Release Date: June 15, 2016
BUFFALO, N.Y. – Leaky blood vessels in the brain called cerebral microbleeds are associated with increased physical and cognitive disability in patients with multiple sclerosis (MS), according to a new study by researchers in the Jacobs School of Medicine and Biomedical Sciences at the University at Buffalo.
The study, published online today in Radiology, is among the first to examine what cerebral microbleeds may mean for clinical outcomes in MS.
Cerebral microbleeds, which become more common with age and are a known risk factor for dementia, also have been associated with traumatic brain injury, stroke, Alzheimer’s disease and Parkinson’s disease.
The UB researchers decided to study cerebral microbleeds and MS because they saw significant overlap in the risk factors for each condition, according to Robert Zivadinov, MD, PhD, first author, professor of neurology, director of the Buffalo Neuroimaging Analysis Center and director of Magnetic Resonance Imaging in the Clinical and Translational Research Center of the Jacobs School of Medicine and Biomedical Sciences at UB.
“Our hypothesis was that there is increased prevalence of cerebral microbleeds in MS because progression of that disease is associated with increased likelihood of cardiovascular comorbidities, including hypertension, altered lipid metabolism, overweight/obesity, smoking and diabetes and migraine, all risk factors for cerebral microbleeds,“ he said.
The study included 445 patients with MS; 45 with clinically isolated syndrome, which is the first MS episode a patient experiences; 51 patients with other neurological diseases; and 177 healthy controls.
All study participants underwent a type of magnetic resonance imaging called susceptibility-weighted imaging that is specifically targeted to better image blood products.
“We found that 20 percent of MS patients over the age of 50 have cerebral microbleeds compared to 7 percent of healthy controls,” said Ferdinand Schweser, PhD, assistant professor of neurology in the Jacobs School of Medicine and Biomedical Sciences at UB and senior author on the paper.
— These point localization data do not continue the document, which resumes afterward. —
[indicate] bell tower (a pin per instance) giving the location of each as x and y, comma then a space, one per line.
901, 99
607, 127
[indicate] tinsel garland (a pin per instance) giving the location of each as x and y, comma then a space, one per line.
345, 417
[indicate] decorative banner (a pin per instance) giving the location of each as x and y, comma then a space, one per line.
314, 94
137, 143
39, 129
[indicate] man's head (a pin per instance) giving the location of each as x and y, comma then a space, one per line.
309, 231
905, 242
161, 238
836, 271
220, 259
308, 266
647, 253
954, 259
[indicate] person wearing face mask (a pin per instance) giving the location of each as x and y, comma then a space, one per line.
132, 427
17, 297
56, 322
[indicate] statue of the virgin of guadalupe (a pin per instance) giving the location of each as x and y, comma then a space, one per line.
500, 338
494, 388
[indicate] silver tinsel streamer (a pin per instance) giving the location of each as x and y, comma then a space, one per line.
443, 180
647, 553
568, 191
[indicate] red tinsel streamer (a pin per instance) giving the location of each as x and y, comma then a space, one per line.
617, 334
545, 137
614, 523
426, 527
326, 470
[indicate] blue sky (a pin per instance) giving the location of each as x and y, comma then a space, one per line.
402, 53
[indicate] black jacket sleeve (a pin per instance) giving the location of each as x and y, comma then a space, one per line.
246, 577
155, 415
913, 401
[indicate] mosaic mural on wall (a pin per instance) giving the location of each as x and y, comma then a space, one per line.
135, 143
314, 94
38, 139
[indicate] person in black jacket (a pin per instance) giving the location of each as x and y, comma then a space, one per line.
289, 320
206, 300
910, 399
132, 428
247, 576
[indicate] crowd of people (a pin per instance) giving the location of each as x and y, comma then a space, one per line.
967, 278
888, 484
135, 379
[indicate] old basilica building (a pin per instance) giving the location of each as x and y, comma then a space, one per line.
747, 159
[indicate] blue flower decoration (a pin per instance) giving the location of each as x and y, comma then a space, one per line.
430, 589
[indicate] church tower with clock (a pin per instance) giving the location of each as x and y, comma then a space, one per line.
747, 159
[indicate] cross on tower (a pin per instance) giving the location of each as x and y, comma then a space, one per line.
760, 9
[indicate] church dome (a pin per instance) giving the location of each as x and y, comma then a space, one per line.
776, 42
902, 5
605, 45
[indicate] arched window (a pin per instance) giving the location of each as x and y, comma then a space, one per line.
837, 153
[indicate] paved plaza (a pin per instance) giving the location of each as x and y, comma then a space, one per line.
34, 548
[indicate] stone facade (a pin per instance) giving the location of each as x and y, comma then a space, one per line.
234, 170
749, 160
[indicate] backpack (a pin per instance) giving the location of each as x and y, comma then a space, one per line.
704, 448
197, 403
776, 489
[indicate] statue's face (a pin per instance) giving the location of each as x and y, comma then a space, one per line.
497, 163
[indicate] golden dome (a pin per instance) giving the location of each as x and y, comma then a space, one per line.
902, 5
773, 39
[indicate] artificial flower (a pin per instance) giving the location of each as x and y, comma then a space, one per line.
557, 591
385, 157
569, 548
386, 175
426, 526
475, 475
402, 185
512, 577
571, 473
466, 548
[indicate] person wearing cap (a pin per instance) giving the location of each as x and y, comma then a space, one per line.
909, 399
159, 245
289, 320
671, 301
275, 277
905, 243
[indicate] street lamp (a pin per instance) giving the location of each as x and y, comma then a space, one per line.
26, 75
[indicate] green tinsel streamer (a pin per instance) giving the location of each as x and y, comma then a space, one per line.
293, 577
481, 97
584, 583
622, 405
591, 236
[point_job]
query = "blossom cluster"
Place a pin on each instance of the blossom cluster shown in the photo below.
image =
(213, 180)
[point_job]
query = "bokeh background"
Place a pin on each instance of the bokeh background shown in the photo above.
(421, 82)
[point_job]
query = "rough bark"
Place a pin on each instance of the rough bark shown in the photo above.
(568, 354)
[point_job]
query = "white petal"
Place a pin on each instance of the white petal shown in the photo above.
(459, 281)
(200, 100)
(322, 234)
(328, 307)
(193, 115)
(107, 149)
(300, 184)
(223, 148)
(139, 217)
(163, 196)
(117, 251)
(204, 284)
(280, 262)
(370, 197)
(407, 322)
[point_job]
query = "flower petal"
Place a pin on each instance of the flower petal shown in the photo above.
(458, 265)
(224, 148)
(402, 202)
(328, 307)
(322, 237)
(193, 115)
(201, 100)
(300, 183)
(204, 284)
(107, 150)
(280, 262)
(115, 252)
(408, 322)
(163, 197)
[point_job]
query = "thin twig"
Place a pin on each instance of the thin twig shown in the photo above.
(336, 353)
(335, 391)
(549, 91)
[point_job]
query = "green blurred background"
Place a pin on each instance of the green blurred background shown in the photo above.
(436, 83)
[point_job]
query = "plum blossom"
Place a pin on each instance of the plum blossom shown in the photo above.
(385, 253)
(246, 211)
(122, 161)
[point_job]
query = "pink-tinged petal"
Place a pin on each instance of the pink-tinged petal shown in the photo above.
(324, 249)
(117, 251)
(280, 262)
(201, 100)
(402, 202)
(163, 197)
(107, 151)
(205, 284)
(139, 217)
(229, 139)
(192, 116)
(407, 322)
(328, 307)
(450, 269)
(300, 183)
Among subjects under the age of 50, 14 percent of patients with clinically isolated syndrome had microbleeds versus just 3 percent of healthy controls.
The researchers found that the more cerebral microbleeds a patient had, the more severe were their physical and cognitive outcomes. In particular, MS patients who had more cerebral microbleeds had more physical disability after adjusting for age, hypertension and whole-brain volume.
“This is significant because it suggests that cerebral microbleeds are associated with increased physical disability in MS patients, independent from these additional risk factors for cerebral microbleeds,” said Zivadinov.
In terms of cognitive disability, the researchers found that in the subgroup of MS patients who underwent neuropsychological testing, those with more cerebral microbleeds had higher disability on verbal and other cognitive function tests.
“Those MS patients who have cerebral microbleeds are subject to developing more physical and cognitive disabilities earlier in their disease, and therefore monitoring them more closely might be appropriate,” Zivadinov noted.
Significant research is now being done on ways to combat cerebral microbleeds, Zivadinov said, adding that currently, prevention of cardiovascular risk factors was seen as the best way to prevent their formation since there are no currently available target therapies.
The UB researchers are conducting a longitudinal, five-year study of these patients focused on the relationship between cerebral microbleeds, advances in magnetic resonance imaging and clinical outcomes.
Other UB co-authors are Deepa P. Ramasamy, MD; Ralph R. H. Benedict, PhD; Jesper Hagemeier, PhD; Michael G. Dwyer, PhD; Niels Bergsland, PhD; Bianca Weinstock-Guttman, MD; Channa Kolb, MD; David Hojnacki, MD; Paul Polak; Nicola Bertolino; and Christopher Magnano.
Other authors from Wayne State University include E. Marck Haacke, PhD, and David Utriainen.
The study was supported in part by the Buffalo Neuroimaging Analysis Center and the Jacquemin Family Foundation.